Rev’d Caroline - [email protected], 01285 712467
Rev’d Vicky Falvey - [email protected]
Advent 3 Reflection on Matthew 11:2–11:
John the Baptist and the Hope That Waits
The Gospel for the Third Sunday of Advent offers a striking and tender scene. John the Baptist—bold prophet, fearless preacher, forerunner of the Messiah—sits in prison and sends Jesus a question that is almost painful in its vulnerability: “Are you the one who is to come, or are we to wait for another?” (Matthew 11:3).
This is not the John we expect. We are used to the confident wilderness preacher, the man who baptized Jesus, who saw the heavens open, and who declared without hesitation, “Behold, the Lamb of God.” Yet in today’s reading, the firebrand prophet becomes a prisoner, and the certainty of proclamation becomes the uncertainty of waiting. In this moment, John becomes surprisingly relatable. His question echoes the questions of every believer who has ever waited for God’s promises to unfold.
Advent is, at its heart, a season shaped by this kind of waiting.
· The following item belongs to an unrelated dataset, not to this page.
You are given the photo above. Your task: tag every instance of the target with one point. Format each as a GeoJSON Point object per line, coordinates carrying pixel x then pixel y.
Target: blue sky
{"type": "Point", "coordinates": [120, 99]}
It is a time when the Church acknowledges that we do not yet see the fullness of God’s kingdom. We live with longing, with unfulfilled hopes, with prayers that are still forming in the dark. Like John, we can find ourselves asking: Lord, are You truly at work in this world? Are You present in my life? Are You the One?
Jesus responds to John’s question, but not with a simple yes or no. Instead, He points to the signs of the kingdom breaking in: “the blind receive their sight, the lame walk, lepers are cleansed, the deaf hear, the dead are raised, and the poor have good news brought to them.” Jesus invites John—and us—to see God’s presence not in abstract assurances but in concrete acts of mercy. God’s work may not look like what we expected, yet it is unmistakably happening. Healing is taking root. Lives are being restored. Grace is spreading quietly but powerfully through the world.
What is equally striking is that Jesus affirms John even in his uncertainty. He tells the crowds that John is the greatest among those born of women. Jesus does not criticize John for questioning; He honours him. Faith, it seems, is not the absence of questions but the persistence of trust even when questions arise. John remains faithful to his calling even as he seeks reassurance, and in this Jesus sees greatness.
As we stand at the threshold of Gaudete Sunday—Rejoice Sunday—John’s honesty offers a gift. Our joy in Advent is not a forced cheerfulness or a denial of hardship. It is a deep and resilient joy rooted in the nearness of Christ. We rejoice not because we have full clarity, but because God is drawing near in ways seen and unseen. We rejoice because the One who healed the blind and raised the dead is still at work restoring the world. We rejoice because even in our uncertainties, Christ meets us with compassion.
This Advent, may John’s courage inspire our honesty. May Jesus’ response open our eyes to signs of hope around us. And may the promise of Christ’s coming fill us with a joy that carries us through every season of waiting.